For me...lots of T&E. 
One trick I found is to cut one 45 on one side and the mating piece on the other so that the result is always 90 deg. That's with a miter saw. On the table saw, I use a sled with a permanent 90 guide fence, set so it presents a 45 to the blade and then I cut on both sides of the blade.


----------



## rrich (Jun 24, 2009)

Miters made easy.

1 Measure the inside of the frame that the mitered edge is going to enclose.
2 Measure the width of the frame material.
3 Cut one end of the frame at 45°.
4 Measure and mark on the long side of the frame, the calculation of the length of the inside edge plus twice the width of the frame material. Cut at the mark.
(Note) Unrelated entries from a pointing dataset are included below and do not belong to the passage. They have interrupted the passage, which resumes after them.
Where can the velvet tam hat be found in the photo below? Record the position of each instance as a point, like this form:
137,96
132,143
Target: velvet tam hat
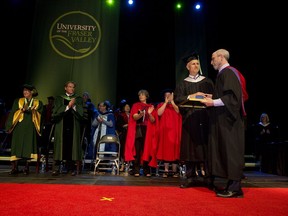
31,88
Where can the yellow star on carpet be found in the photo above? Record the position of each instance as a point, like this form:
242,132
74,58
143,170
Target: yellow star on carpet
107,199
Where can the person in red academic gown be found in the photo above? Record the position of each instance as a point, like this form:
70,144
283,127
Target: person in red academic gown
169,133
141,142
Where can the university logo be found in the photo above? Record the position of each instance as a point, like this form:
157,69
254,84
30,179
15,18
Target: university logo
75,35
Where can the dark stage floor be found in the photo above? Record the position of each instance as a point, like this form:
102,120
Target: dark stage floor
253,179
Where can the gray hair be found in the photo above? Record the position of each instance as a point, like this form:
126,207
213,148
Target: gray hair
223,52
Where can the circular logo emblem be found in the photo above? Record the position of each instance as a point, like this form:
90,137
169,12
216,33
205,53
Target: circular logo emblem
75,35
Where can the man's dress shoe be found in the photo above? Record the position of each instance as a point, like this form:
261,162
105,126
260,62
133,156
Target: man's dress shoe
187,185
230,194
215,188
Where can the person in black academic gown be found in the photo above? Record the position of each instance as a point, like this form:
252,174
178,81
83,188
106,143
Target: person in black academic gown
194,135
227,130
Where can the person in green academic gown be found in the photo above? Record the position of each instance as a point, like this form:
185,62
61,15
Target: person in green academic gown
67,116
23,124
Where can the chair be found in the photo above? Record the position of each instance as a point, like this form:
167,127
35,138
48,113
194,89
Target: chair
108,158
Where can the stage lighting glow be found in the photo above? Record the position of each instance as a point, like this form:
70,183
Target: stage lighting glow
178,6
110,2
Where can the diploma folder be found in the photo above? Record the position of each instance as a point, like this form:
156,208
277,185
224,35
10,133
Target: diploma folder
193,102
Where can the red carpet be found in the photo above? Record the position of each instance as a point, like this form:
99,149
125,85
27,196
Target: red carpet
52,199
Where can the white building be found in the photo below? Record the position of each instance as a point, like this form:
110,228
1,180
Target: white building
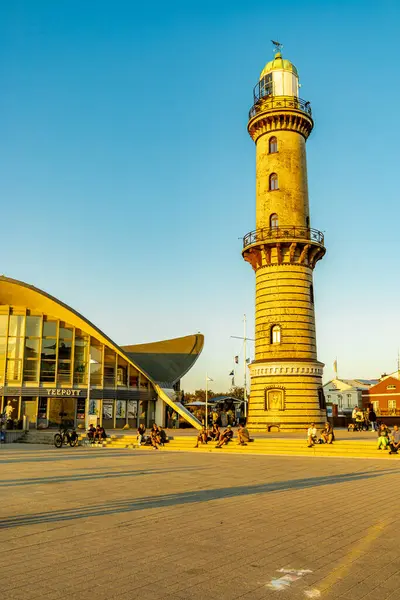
346,393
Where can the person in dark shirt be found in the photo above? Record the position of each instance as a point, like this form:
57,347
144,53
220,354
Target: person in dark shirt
243,435
215,432
226,436
395,440
372,419
91,432
202,438
140,435
163,437
155,436
327,435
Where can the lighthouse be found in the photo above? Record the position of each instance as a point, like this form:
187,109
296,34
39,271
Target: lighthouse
286,377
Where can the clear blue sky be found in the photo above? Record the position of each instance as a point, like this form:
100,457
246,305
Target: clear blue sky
127,174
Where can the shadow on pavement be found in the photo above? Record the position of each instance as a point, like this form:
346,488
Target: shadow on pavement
92,476
149,502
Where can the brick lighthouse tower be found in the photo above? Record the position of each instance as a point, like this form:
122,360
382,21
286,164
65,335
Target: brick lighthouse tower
286,377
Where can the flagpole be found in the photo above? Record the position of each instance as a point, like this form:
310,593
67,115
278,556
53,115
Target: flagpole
244,365
206,401
88,393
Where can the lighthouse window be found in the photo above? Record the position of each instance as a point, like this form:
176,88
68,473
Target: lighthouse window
273,220
273,145
273,181
275,334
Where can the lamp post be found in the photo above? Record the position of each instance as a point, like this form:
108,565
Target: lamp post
91,362
207,380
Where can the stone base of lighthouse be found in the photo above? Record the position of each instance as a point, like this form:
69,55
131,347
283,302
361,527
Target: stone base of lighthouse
286,396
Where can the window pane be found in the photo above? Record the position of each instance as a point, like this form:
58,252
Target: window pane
15,347
33,326
81,359
109,368
95,373
122,375
65,332
14,370
65,349
31,370
64,372
96,353
16,327
49,349
3,342
48,371
49,328
32,348
3,324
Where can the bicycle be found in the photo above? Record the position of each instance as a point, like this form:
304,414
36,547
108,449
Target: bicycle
66,437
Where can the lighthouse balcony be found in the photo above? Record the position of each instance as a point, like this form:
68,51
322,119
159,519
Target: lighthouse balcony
264,102
283,234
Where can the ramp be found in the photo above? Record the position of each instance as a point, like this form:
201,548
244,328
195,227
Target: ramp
169,397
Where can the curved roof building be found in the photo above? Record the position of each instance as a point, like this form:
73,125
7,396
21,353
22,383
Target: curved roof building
53,360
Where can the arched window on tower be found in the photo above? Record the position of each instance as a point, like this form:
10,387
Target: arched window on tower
273,145
273,181
275,334
273,220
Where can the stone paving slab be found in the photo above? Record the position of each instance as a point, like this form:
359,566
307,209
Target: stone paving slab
123,525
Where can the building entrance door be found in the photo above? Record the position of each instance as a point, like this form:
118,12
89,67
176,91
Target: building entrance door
29,410
62,410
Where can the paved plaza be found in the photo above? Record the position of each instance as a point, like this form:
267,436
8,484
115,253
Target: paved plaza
126,524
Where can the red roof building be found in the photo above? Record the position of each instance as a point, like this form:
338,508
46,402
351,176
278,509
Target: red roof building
384,397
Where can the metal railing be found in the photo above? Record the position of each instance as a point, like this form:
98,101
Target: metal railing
268,102
292,232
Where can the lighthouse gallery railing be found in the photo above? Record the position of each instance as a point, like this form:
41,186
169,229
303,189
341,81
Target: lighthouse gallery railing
292,232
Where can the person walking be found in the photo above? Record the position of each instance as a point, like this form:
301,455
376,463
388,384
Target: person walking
354,415
372,419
BTW - Always use the same edge of the miter material against the fence when cutting. It is also to cut using both sides of the blade so that the angle always remains constant. If your miter saw is off slightly, it may be necessary to sand or burnish the meeting corner of the frame.


----------



## BWSmith (Aug 24, 2010)

You are getting VG advice above.......some may call this cheating but its more about,uhh well maybe it is cheating?

Find out on a chop box which angle or direction you seem to favor.IOW's is it easier for you to cut rights or lefts?For me its a R.Holding pce with my left hand its just a touch easier cuttin R's.

This is the direction(where you can)that you should finish with.IOWs,will do a L cut first.....jam it against test block.....mark and finish on R end.BW


----------



## TS3660 (Mar 4, 2008)

Yep. Cut one end and sneak up on the other. Takes time but.....


----------



## Pirate (Jul 23, 2009)

I made this jig for making small picture frames. It makes cutting multible pieces to length a breeze.


----------